De Centrale Raad oordeelde dat de rechtbank terecht had geoordeeld dat het medisch onderzoek zorgvuldig was uitgevoerd. De Raad bevestigde dat de functionele mogelijkheden van appellant correct waren vastgesteld, mede op basis van een aangepast rapport van de verzekeringsarts bezwaar en beroep. De Raad concludeerde dat het rapport van de bedrijfsarts geen nieuwe aanknopingspunten bood om het standpunt van het Uwv te herzien. De arbeidsdeskundige bezwaar en beroep had overtuigend uiteengezet dat de belasting in de geselecteerde functies niet boven de mogelijkheden van appellant uitging. Zelfs als de aanpassingen in de Functionele Mogelijkheden Lijst (FML) van de bedrijfsarts zouden worden gevolgd, zou appellant nog steeds minder dan 35% arbeidsongeschikt zijn.

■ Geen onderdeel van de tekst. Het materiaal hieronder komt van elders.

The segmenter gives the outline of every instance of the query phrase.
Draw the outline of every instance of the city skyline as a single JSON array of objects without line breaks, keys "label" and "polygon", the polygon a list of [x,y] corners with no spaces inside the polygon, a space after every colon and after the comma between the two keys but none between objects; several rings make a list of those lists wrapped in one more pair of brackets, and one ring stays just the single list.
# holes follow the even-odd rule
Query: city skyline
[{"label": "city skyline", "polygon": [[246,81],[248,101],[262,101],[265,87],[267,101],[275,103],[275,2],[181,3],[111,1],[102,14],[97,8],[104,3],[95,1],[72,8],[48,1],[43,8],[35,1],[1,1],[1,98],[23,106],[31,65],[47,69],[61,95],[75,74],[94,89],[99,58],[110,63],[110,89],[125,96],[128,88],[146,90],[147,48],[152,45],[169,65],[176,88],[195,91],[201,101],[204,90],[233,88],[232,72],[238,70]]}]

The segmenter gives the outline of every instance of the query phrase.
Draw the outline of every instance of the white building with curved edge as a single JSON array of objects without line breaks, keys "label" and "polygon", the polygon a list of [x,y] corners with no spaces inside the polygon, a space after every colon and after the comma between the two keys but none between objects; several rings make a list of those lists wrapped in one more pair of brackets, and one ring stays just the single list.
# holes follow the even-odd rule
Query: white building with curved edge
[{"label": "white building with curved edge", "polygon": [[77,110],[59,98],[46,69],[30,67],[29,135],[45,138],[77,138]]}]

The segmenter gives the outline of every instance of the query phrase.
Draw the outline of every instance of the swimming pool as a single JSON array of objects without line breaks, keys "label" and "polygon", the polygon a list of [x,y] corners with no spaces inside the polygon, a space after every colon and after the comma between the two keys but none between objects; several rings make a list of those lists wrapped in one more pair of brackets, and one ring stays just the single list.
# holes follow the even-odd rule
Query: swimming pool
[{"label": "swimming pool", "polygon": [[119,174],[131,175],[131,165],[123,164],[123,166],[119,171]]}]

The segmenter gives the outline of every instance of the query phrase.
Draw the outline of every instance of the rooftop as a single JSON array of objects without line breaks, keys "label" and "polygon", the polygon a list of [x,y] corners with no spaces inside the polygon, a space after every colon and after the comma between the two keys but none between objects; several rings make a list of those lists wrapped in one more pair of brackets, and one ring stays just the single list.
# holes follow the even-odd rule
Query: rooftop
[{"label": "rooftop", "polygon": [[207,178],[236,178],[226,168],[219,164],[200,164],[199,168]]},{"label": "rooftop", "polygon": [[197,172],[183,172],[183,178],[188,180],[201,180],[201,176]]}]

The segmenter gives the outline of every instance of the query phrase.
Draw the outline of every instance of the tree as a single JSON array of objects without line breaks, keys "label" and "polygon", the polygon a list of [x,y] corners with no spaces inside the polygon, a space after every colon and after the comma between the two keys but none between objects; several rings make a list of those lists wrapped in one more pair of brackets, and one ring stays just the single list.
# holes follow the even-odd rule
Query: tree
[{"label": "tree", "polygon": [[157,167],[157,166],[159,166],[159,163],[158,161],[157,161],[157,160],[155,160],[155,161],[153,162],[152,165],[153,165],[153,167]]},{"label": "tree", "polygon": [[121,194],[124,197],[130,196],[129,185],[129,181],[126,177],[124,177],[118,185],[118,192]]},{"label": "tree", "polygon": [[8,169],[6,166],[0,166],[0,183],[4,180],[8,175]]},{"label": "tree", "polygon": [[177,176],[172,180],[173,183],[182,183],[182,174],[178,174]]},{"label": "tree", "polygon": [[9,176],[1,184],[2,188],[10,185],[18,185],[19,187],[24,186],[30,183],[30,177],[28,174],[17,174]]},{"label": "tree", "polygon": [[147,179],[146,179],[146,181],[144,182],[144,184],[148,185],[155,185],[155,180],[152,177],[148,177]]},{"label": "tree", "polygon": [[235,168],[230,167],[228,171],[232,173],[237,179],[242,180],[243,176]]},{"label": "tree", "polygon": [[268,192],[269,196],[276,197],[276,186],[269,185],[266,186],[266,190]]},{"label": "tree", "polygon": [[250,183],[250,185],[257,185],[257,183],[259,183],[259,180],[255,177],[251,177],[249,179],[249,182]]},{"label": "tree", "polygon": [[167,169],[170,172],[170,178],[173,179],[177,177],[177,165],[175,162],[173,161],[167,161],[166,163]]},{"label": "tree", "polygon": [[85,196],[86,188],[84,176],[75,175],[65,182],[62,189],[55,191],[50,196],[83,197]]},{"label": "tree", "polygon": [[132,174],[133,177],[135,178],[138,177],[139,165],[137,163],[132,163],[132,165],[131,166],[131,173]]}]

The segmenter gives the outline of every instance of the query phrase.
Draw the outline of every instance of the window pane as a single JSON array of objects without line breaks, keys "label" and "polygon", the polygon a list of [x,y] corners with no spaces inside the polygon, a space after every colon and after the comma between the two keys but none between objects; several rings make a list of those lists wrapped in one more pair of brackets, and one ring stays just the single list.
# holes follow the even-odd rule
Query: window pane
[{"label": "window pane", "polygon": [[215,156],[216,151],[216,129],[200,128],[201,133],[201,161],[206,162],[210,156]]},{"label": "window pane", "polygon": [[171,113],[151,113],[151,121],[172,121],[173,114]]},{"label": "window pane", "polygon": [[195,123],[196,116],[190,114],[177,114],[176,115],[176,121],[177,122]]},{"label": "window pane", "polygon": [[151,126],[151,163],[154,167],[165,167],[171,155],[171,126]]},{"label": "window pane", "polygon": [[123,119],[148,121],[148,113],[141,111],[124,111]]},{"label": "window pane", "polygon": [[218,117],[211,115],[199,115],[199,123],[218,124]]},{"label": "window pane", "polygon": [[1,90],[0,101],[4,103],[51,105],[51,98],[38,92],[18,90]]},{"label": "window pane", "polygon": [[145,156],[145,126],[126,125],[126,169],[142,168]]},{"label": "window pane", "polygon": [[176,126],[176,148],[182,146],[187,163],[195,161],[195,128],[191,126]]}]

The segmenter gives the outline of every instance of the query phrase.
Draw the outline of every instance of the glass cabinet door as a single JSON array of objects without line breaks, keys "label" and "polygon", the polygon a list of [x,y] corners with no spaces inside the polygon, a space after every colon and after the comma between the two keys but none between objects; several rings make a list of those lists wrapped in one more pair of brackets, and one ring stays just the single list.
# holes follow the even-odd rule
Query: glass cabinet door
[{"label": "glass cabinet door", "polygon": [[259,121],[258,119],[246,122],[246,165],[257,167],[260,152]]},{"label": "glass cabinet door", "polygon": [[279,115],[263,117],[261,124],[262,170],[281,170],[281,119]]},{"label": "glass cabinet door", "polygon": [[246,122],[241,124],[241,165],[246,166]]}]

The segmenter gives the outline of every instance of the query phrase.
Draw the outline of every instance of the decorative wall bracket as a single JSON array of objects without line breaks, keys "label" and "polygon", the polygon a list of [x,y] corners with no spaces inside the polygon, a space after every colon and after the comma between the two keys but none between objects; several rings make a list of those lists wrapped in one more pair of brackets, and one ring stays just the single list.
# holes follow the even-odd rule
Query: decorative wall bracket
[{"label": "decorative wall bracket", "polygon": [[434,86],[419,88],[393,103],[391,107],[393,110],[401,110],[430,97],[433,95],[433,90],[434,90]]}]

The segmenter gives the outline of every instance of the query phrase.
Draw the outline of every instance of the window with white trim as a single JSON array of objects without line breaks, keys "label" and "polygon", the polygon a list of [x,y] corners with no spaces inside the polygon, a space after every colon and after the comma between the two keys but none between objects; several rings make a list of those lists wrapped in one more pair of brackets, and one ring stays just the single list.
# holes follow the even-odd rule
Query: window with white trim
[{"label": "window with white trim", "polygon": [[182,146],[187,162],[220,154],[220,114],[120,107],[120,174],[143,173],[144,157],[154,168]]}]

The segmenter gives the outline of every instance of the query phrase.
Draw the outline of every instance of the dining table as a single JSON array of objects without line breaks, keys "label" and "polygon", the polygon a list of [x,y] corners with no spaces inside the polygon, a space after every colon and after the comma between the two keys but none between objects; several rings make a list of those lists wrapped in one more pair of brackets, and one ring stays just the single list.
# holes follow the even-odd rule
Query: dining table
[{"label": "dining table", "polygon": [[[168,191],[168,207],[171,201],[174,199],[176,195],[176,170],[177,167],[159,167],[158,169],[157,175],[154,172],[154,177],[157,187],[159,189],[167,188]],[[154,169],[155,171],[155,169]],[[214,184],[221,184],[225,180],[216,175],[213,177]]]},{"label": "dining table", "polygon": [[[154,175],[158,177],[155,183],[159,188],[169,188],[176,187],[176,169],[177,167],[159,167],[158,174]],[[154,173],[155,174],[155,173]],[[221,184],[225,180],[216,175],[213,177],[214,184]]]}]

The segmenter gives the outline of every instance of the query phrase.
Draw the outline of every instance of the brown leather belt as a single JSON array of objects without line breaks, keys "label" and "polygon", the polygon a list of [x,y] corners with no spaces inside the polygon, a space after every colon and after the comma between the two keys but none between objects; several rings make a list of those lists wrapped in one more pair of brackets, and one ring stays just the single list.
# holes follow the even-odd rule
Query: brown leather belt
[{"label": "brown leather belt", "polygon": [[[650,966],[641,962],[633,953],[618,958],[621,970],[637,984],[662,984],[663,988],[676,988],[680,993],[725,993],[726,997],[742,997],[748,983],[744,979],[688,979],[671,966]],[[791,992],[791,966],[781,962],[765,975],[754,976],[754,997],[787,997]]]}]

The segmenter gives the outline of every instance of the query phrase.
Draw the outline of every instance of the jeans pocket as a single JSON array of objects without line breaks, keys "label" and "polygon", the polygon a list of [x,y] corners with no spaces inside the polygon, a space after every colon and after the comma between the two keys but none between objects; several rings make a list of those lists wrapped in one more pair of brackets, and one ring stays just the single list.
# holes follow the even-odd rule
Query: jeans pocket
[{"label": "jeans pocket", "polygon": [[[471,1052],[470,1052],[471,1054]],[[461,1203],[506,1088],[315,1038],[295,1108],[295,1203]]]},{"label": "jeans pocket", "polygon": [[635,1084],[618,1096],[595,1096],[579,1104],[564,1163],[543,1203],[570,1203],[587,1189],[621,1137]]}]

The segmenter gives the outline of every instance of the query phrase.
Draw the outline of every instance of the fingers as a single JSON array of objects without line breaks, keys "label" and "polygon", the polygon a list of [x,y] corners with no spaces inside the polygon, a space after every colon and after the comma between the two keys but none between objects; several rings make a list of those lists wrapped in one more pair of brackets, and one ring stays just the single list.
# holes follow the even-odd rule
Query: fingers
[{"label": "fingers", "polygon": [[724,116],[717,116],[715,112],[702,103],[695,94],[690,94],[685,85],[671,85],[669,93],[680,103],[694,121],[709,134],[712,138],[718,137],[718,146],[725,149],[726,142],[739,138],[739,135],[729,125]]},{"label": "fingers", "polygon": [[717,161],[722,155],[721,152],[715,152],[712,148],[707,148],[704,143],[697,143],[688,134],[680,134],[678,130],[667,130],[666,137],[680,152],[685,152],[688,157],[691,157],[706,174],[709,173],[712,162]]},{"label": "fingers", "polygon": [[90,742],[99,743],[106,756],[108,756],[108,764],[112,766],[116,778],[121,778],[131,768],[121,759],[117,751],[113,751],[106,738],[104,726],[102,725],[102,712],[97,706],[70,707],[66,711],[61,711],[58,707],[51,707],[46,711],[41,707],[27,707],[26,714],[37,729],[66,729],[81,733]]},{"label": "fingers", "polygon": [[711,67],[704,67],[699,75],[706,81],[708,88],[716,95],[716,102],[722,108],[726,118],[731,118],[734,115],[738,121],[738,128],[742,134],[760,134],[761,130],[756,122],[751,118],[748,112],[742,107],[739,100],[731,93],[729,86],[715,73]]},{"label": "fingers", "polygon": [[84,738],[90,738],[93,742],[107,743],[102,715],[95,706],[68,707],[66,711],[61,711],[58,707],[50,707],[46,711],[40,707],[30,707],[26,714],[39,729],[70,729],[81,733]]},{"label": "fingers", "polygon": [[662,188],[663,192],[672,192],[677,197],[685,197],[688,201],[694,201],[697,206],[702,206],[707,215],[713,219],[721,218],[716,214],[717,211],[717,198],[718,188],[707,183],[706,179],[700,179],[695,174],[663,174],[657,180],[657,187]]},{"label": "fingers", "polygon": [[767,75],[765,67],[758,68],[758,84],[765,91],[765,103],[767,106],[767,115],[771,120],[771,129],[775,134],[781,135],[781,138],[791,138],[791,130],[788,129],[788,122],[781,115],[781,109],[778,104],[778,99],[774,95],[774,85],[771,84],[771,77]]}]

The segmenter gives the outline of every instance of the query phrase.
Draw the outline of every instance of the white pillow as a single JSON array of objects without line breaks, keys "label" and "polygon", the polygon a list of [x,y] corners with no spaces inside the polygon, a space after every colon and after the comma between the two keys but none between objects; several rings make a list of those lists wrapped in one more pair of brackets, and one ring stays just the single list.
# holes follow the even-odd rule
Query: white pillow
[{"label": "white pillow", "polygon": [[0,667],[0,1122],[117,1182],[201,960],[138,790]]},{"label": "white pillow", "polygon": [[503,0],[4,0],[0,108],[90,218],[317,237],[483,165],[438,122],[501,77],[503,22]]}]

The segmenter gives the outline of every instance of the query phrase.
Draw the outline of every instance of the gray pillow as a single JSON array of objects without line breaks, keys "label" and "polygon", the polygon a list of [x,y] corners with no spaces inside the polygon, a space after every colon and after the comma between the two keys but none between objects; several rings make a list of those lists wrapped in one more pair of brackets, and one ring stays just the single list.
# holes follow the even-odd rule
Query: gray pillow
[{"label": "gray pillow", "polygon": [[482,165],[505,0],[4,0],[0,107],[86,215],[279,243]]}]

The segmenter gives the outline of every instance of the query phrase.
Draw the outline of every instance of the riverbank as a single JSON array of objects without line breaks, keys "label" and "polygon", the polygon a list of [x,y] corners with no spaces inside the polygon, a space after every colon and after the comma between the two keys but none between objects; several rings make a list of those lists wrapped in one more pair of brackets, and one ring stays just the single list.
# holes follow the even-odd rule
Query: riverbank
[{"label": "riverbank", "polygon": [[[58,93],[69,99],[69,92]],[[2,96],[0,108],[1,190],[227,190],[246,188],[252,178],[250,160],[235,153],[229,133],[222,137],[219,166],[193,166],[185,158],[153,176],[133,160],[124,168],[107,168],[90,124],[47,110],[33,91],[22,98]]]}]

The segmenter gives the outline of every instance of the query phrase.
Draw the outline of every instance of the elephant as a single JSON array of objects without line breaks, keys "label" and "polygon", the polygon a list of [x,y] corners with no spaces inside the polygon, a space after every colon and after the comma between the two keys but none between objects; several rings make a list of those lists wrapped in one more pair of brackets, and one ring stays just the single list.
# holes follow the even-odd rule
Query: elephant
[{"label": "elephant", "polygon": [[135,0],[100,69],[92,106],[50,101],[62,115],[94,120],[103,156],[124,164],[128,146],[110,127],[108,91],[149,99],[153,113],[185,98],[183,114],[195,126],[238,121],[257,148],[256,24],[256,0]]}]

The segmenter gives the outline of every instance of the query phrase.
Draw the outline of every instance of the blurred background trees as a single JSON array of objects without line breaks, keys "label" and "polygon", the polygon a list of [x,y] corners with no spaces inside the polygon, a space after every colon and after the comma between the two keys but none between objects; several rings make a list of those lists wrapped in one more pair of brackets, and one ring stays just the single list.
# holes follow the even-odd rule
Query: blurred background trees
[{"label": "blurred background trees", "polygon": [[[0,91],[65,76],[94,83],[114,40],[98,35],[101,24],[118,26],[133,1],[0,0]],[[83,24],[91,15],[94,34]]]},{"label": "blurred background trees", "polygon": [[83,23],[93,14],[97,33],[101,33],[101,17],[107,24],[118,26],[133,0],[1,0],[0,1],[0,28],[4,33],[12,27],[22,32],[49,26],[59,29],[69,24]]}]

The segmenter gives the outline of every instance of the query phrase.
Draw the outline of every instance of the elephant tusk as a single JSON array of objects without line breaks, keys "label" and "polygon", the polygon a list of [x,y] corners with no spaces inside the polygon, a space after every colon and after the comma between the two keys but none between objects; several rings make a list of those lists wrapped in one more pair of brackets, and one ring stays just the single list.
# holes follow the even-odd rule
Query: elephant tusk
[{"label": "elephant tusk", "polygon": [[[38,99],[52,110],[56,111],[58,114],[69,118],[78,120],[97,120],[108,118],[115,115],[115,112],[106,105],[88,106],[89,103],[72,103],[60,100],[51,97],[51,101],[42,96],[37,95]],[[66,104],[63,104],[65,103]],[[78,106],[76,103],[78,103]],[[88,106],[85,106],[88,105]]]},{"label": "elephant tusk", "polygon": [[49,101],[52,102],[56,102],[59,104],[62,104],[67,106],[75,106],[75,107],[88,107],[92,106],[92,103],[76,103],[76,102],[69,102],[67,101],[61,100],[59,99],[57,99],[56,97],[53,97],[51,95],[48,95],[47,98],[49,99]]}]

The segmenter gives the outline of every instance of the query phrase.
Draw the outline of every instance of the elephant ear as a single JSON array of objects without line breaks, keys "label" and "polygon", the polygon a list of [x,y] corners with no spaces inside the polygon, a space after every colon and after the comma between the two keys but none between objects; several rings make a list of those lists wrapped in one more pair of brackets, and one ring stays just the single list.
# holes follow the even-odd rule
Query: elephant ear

De Centrale Raad van Beroep bevestigde de aangevallen uitspraak en oordeelde dat er geen aanleiding was voor een proceskostenveroordeling. De uitspraak werd gedaan door D.J. van der Vos, in tegenwoordigheid van griffier K. de Jong, en werd openbaar uitgesproken op 21 november 2014.

Uitspraak

13/1219 WIA
Datum uitspraak: 21 november 2014
Centrale Raad van Beroep
Enkelvoudige kamer
Uitspraak op het hoger beroep tegen de uitspraak van de rechtbank Rotterdam van
24 januari 2013, 12/1109 (aangevallen uitspraak)
Partijen:
[appellant] te [woonplaats] (appellant)
de Raad van bestuur van het Uitvoeringsinstituut werknemersverzekeringen (Uwv)
PROCESVERLOOP
Namens appellant heeft mr. B.M. Voogt, advocaat, hoger beroep ingesteld.
Op 5 april 2013 heeft appellant de gronden van het hoger beroep aangevuld en een rapport van bedrijfsarts R. Hylkema aan de Raad gezonden.
Het Uwv heeft een verweerschrift ingediend en rapporten van de verzekeringsarts en arbeidsdeskundige bezwaar en beroep aan de Raad gezonden.
Op 14 mei 2014 heeft mr. Voogt meegedeeld dat hij niet langer als gemachtigde van appellant optreedt.
Partijen hebben toestemming gegeven een onderzoek ter zitting achterwege te laten, waarna het onderzoek is gesloten.

OVERWEGINGEN

1. Bij besluit van 14 november 2011 heeft het Uwv, na een verzekeringsgeneeskundige en arbeidskundige beoordeling, vastgesteld dat voor appellant geen recht op uitkering op grond van de Wet werk en inkomen naar arbeidsvermogen (Wet WIA) is ontstaan, omdat hij met ingang van 23 augustus 2011 minder dan 35% arbeidsongeschikt is. Bij besluit van
23 februari 2012 (bestreden besluit) heeft het Uwv het bezwaar van appellant tegen het besluit van 14 november 2011, onder verwijzing naar rapporten van de verzekeringsarts en arbeidsdeskundige bezwaar en beroep, ongegrond verklaard.
2. Bij de aangevallen uitspraak heeft de rechtbank het beroep van appellant tegen het bestreden besluit ongegrond verklaard. Hiertoe heeft de rechtbank - samengevat - overwogen dat het verzekeringsgeneeskundig onderzoek op zorgvuldige wijze heeft plaatsgevonden, dat het Uwv de functionele mogelijkheden van appellant correct heeft vastgesteld en dat de arbeidsdeskundige en arbeidskundige bezwaar en beroep in hun rapporten goed gemotiveerd hebben dat de aan de arbeidsongeschiktheidsschatting ten grondslag liggende functies een belasting kennen die binnen de belastbaarheid van appellant blijft.
3.1.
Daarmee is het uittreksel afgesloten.